Even-Or Ehud, Eden-Walker Alexandra, Di Mola Maria, McDougall Elizabeth, Schechter Tal, Ali Muhammad, Svajger Gordana, Gassas Adam, Licht Christoph, Krueger Joerg
Division of Hematology/Oncology/BMT, Division of Nephrology, and the Department of Pediatric Laboratory Medicine, The Hospital for Sick Children, Toronto, Ontario, Canada.
Transfusion. 2017 Jan;57(1):122-130. doi: 10.1111/trf.13859. Epub 2016 Oct 3.
Peripheral stem cell collections can be challenging in the pediatric population and respective experience is limited. Since February 2015 our institution is utilizing the new Spectra Optia (Optia) apheresis device, which has replaced the former COBE Spectra (COBE) device. As a quality initiative we collected and compared collection efficiency (CE2) and other collection variables between the two devices.
In this retrospective study we collected and compared clinical, laboratory, and technical collection data from stem cell collection procedures done with the Optia and COBE devices. The collected data included patient demographics, precollection peripheral CD34+ cell counts, total CD34+ cells collected, complete blood count, electrolytes before and after collection, side effects attributed to the collection, total blood volumes processed (TBVs), collection times, and calculated CE2 and collection ratios.
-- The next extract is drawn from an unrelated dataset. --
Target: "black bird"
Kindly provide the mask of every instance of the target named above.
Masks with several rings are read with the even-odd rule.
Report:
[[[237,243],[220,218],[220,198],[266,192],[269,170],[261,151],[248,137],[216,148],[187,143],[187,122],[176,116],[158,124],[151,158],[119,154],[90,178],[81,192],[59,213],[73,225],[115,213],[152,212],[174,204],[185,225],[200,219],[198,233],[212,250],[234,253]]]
Forty-one collection procedures performed on 29 pediatric patients with the Optia device were compared to 41 collections performed on 27 patients with the COBE device. The TBVs through the Optia device were significantly smaller than the COBE (3.9 ± 0.2 × TBV vs. 5.5 ± 0.1 × TBV, respectively; p < 0.001), requiring significantly less anticoagulant and providing similar amounts of stem cells while collection times were significantly shorter (mean, 238 ± 9 min vs. 264 ± 9 min, respectively; p < 0.05). Collections on the Optia caused significantly smaller reductions of plasma calcium and magnesium. No significant side effects attributed to the procedure were noted.
Stem cell apheresis with the Optia device in children is safe and feasible with smaller blood volumes with shorter collection times.
在儿科人群中进行外周血干细胞采集具有挑战性,且相关经验有限。自2015年2月起,我们机构开始使用新型的Spectra Optia(Optia)血液成分分离设备,该设备已取代了之前的COBE Spectra(COBE)设备。作为一项质量改进举措,我们收集并比较了这两种设备的采集效率(CE2)及其他采集变量。
在这项回顾性研究中,我们收集并比较了使用Optia和COBE设备进行干细胞采集程序的临床、实验室及技术采集数据。收集的数据包括患者人口统计学信息、采集前外周血CD34+细胞计数、采集的CD34+细胞总数、全血细胞计数、采集前后的电解质、采集引起的副作用、处理的全血量(TBV)、采集时间,以及计算得出的CE2和采集比率。
将在29例儿科患者中使用Optia设备进行的41次采集程序与在27例患者中使用COBE设备进行的41次采集进行比较。通过Optia设备处理的全血量显著少于COBE设备(分别为3.9±0.2×TBV和5.5±0.1×TBV;p<0.001),所需抗凝剂显著减少,同时能采集到相似数量的干细胞,且采集时间显著缩短(分别为平均238±9分钟和264±9分钟;p<0.05)。使用Optia设备采集导致血浆钙和镁的降低幅度显著较小。未观察到该程序引起的显著副作用。
在儿童中使用Optia设备进行干细胞单采安全可行,所需血量较少且采集时间较短。